Friday, November 03, 2006

Reduce the complexity!

Apparently 2D phase correction is a problem with 4 variables. In many cases it can be treated like 4 small adjustments, all with a single variable. Often there are two variables and 2 constants. A simple trick is to store your old spectra. Before processing your latest NOESY, retrieve and observe an older NOESY of yours. Some of the coefficients can be carried over. For beginners it's also advisable to extract the first increment and process it, at least in the case of homo-nuclear spectra. You will discover that some sequences make all peaks positive, other (e.g.: ROESY) make the peaks in the two halves of the spectrum point into opposite directions. Aim for symmetry! Whenever you correct the phase, both in 1D and 2D spectroscopy:

  1. enhance the intensity by an order of magnitude
  2. look only at the tails of the peaks
  3. aim for symmetry

When the first increment is OK, proceed with the two FFT performed on the whole matrix. It may happen that the optimal phase correction of the matrix differs, by a few degrees, by what seemed optimal for the first increment.
By correcting the first increment, you set the phase along the direct dimension. That is really variable and unpredictable. Along the other dimension, the indirect one, I often find that it's enough to set the first order phase correction = 180º (for a NOESY, also set the zero order phase correction = 90º). If this is not your case, set both corrections to zero, set the "pivot" at the center (wrong term, it's a cursor that freezes the phase at a given point of the spectrum). It should be enough to optimize the first order phase correction.

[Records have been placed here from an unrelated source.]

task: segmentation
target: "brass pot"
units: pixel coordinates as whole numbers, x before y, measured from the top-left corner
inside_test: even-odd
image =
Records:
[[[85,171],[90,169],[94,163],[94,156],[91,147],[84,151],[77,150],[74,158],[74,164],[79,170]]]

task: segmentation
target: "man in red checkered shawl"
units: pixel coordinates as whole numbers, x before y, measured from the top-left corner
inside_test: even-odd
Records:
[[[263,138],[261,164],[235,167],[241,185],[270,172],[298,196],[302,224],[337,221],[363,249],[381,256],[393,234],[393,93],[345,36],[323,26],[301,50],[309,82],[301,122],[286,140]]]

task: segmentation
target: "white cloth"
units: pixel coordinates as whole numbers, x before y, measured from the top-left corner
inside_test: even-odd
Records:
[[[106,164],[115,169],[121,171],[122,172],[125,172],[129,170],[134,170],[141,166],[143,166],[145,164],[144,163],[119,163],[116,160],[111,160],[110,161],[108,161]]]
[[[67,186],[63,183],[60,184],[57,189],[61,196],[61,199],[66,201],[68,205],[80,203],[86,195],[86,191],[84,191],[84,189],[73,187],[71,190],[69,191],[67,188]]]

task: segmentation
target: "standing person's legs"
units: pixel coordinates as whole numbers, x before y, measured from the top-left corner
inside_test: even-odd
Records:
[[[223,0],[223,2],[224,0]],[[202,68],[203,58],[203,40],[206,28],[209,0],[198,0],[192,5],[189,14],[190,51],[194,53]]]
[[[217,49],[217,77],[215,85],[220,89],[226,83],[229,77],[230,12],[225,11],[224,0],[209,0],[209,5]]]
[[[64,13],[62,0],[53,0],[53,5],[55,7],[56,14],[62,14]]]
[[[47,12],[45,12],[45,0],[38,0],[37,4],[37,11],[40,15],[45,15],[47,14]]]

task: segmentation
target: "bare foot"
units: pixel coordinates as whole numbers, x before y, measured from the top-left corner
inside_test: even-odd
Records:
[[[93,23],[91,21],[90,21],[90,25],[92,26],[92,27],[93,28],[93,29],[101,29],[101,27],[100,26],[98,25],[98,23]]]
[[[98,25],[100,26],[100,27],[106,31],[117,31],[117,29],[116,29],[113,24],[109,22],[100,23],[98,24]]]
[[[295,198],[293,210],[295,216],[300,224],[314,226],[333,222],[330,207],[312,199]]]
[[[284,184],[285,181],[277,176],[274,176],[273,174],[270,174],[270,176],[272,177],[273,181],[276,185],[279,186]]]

Mono-dimensional Correction

It is possible, and advisable, to correct the phase without even touching the control for zero-order correction. Start with an automatic phase correction. Enhance the peaks 10 times. Set the "pivot" on the more-in-phase peak. Optimize the first order correction, focusing on a peak far from the pivot. Enhance the peaks twice (every time you do so you'll notice a residual asymmetry). Move the pivot on the most symmetric peak and continue adjusting. After a while, every peak will be perfectly symmetric, even if you continue enhancing the intensity. Adopting this method, correcting the phase will be simpler than adjusting the volume of your speakers!